Restaurant information
- Location: Seattle, Washington, United States
- Coordinates: 47°37′17″N 122°19′14″W﻿ / ﻿47.62129°N 122.32060°W

= Julia's on Broadway =

Restaurant in Seattle, Washington, U.S.

Julia's on Broadway, or simply Julia's, is a restaurant in Seattle's Capitol Hill, in the United States. It is associated with a small chain of restaurants in the metropolitan area called Julia's.

== Description and history ==
The LGBTQ-owned restaurant hosts the drag show Le Faux. During the COVID-19 pandemic, Julia's closed temporarily. Some of the show's participants streamed performances online. Julia's has also hosted Jinkx Monsoon and Irene Dubois.

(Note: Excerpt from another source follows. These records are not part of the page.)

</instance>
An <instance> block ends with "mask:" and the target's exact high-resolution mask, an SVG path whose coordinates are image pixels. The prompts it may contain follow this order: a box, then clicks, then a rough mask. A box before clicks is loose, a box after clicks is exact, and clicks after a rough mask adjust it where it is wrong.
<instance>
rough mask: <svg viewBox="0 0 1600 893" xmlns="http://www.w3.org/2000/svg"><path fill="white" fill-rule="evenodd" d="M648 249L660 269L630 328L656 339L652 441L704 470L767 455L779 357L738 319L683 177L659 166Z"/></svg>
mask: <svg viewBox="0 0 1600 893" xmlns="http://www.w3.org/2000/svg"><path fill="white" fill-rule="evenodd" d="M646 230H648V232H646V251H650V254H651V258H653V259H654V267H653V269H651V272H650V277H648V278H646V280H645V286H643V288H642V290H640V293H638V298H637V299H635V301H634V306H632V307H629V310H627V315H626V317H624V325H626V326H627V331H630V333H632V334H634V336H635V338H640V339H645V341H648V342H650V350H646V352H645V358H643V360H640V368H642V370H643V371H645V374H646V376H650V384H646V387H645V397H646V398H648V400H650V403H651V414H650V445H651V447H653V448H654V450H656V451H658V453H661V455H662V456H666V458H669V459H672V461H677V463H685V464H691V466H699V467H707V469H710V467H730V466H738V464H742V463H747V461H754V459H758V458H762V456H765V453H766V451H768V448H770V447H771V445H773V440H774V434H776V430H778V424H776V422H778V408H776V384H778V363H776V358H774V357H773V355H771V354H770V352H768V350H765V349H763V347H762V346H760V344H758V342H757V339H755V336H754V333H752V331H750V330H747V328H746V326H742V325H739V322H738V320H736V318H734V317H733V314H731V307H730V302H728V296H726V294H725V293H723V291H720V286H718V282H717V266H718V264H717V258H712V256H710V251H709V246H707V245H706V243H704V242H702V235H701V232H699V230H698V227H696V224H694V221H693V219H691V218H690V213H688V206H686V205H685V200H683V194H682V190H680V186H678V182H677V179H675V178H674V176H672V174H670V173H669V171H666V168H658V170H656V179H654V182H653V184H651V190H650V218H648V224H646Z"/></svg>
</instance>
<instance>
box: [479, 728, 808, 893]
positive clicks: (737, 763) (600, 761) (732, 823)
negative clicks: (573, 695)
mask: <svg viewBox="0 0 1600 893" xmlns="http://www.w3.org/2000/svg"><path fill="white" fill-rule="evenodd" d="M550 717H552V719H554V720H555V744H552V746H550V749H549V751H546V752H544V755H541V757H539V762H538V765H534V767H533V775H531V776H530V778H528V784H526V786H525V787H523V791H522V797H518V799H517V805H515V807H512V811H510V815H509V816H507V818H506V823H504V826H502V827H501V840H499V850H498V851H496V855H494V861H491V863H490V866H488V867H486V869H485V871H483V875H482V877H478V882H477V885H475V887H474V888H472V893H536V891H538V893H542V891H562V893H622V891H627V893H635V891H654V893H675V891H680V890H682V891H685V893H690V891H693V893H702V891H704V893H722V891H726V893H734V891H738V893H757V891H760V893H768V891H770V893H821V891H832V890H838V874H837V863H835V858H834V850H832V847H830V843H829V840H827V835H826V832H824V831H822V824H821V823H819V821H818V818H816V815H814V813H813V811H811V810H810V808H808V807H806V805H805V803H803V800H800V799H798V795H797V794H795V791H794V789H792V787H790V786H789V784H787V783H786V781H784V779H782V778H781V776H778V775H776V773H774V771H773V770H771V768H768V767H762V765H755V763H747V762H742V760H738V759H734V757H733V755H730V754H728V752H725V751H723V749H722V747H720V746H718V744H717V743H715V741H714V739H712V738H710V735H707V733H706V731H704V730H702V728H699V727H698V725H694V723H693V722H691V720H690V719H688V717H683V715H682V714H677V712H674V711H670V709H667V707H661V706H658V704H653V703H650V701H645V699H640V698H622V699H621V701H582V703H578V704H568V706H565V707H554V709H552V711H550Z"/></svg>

Eladio Preciado is an owner, director, and producer.

== Reception ==
In 2023, Aimee Rizzo of The Infatuation wrote, "To be clear, you're absolutely not going to Julia's for the food—it is not good. You're going because this is the oldest drag cabaret in Seattle. That means intense production value, intricate headpieces worn by host Shay Fox, backup dancers, and group numbers, not to mention fun drinks like the 'Electric Vibrator' and 'Cheating B*tch.' (Those are the tamer names.) There's a throwback-themed brunch show on Sunday afternoons, night shows on Fridays and Saturdays, and guest productions in between."